[PATCH seastar v1] memory: reduce small_pool vulnerability to fragmentation further

2 views
Skip to first unread message

Avi Kivity

<avi@scylladb.com>
unread,
Aug 26, 2017, 4:44:57 PM8/26/17
to seastar-dev@googlegroups.com
small_pool tries to allocate large-ish spans to reduce waste due to bad
packing. However, if large spans aren't available, we fail allocation.

Improve this by giving small_pool a second chance: if allocation fails,
try again with a smaller span, just large enough to hold at least one
object.
---


Note: untested

core/memory.cc | 51 ++++++++++++++++++++++++++++++---------------------
1 file changed, 30 insertions(+), 21 deletions(-)

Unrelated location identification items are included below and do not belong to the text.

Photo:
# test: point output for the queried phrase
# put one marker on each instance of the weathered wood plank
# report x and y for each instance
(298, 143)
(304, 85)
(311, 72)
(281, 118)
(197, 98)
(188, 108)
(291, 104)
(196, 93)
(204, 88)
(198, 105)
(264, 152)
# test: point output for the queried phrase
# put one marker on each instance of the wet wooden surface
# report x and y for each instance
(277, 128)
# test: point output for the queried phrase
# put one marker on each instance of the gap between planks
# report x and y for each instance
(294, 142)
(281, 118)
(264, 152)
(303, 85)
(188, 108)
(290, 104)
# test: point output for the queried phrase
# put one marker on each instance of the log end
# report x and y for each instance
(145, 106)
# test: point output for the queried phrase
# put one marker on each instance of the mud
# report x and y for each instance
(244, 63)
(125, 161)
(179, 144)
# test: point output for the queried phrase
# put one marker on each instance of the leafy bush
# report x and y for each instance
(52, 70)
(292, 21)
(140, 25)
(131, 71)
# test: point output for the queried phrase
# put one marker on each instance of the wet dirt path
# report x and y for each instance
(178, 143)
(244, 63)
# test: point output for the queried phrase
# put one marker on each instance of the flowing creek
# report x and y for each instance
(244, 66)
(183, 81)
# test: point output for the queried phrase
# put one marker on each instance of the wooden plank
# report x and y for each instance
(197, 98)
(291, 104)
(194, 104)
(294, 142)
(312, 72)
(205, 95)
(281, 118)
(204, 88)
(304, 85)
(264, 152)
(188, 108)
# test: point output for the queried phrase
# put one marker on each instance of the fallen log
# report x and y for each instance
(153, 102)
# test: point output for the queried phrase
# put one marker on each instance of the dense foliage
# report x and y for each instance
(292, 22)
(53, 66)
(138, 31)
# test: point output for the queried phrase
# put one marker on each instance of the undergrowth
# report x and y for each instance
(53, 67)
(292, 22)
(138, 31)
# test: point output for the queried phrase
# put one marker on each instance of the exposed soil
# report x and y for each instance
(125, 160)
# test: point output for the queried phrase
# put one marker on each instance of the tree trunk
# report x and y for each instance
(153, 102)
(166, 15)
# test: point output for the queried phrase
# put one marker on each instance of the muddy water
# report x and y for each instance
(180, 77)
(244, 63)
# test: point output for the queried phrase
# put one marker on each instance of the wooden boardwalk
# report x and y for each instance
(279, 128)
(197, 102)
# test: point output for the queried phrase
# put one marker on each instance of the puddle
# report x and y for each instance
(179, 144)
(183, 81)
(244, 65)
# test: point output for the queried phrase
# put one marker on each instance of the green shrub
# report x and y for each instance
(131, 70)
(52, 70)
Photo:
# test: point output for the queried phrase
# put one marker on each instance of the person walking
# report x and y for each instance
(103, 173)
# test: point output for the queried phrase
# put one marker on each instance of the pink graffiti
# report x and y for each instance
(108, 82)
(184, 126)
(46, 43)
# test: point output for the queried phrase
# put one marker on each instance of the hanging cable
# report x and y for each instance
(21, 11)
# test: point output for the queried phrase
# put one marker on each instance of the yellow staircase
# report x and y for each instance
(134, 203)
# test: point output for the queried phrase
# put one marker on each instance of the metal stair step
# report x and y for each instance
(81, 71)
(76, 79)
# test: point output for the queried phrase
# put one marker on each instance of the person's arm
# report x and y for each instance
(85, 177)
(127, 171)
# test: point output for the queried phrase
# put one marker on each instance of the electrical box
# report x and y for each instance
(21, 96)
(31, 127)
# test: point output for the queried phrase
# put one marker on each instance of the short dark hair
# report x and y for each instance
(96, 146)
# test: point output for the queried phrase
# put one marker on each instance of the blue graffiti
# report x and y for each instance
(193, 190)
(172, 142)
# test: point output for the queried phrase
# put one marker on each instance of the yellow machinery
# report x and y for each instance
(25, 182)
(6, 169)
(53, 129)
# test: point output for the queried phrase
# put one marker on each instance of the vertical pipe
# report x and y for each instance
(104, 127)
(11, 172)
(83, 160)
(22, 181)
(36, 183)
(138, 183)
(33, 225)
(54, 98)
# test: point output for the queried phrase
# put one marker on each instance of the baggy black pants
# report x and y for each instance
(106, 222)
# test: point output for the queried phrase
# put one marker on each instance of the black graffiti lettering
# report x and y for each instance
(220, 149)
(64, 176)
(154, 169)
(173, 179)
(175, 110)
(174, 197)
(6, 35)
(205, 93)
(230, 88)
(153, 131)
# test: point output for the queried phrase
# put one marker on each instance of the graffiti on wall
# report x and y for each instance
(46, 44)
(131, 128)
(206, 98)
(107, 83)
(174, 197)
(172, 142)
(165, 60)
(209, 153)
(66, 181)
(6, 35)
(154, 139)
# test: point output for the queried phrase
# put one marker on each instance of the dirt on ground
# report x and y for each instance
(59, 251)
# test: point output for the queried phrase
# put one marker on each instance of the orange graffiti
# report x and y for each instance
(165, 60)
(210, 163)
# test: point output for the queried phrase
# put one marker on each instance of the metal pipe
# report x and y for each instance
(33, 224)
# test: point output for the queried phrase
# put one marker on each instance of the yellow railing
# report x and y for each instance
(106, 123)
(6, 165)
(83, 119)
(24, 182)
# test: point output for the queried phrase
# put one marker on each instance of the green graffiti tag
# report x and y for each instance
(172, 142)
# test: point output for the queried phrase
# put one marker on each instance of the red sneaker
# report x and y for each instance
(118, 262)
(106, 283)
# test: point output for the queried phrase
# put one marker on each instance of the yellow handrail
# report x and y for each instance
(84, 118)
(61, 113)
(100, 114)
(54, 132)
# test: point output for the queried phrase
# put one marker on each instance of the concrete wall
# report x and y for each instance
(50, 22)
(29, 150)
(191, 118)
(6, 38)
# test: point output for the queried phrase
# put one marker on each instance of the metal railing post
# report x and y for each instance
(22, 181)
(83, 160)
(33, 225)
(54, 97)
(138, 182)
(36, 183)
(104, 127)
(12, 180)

diff --git a/core/memory.cc b/core/memory.cc
index ed5a0db1a..cdb9d74ad 100644
--- a/core/memory.cc
+++ b/core/memory.cc
@@ -272,20 +272,18 @@ class page_list {
friend void on_allocation_failure(size_t);
};

class small_pool {
unsigned _object_size;
- unsigned _span_size;
+ uint8_t _span_sizes[2]; // idx 0 = preferred, idx 1 = fallback
free_object* _free = nullptr;
size_t _free_count = 0;
unsigned _min_free;
unsigned _max_free;
- unsigned _spans_in_use = 0;
+ unsigned _pages_in_use = 0;
page_list _span_list;
static constexpr unsigned idx_frac_bits = 2;
-private:
- size_t span_bytes() const { return _span_size * page_size; }
public:
explicit small_pool(unsigned object_size) noexcept;
~small_pool();
void* allocate();
void deallocate(void* object);
@@ -295,11 +293,10 @@ class small_pool {
static constexpr unsigned idx_to_size(unsigned idx);
allocation_site_ptr& alloc_site_holder(void* ptr);
private:
void add_more_objects();
void trim_free_list();
- float waste();
friend void on_allocation_failure(size_t);
};

// index 0b0001'1100 -> size (1 << 4) + 0b11 << (4 - 2)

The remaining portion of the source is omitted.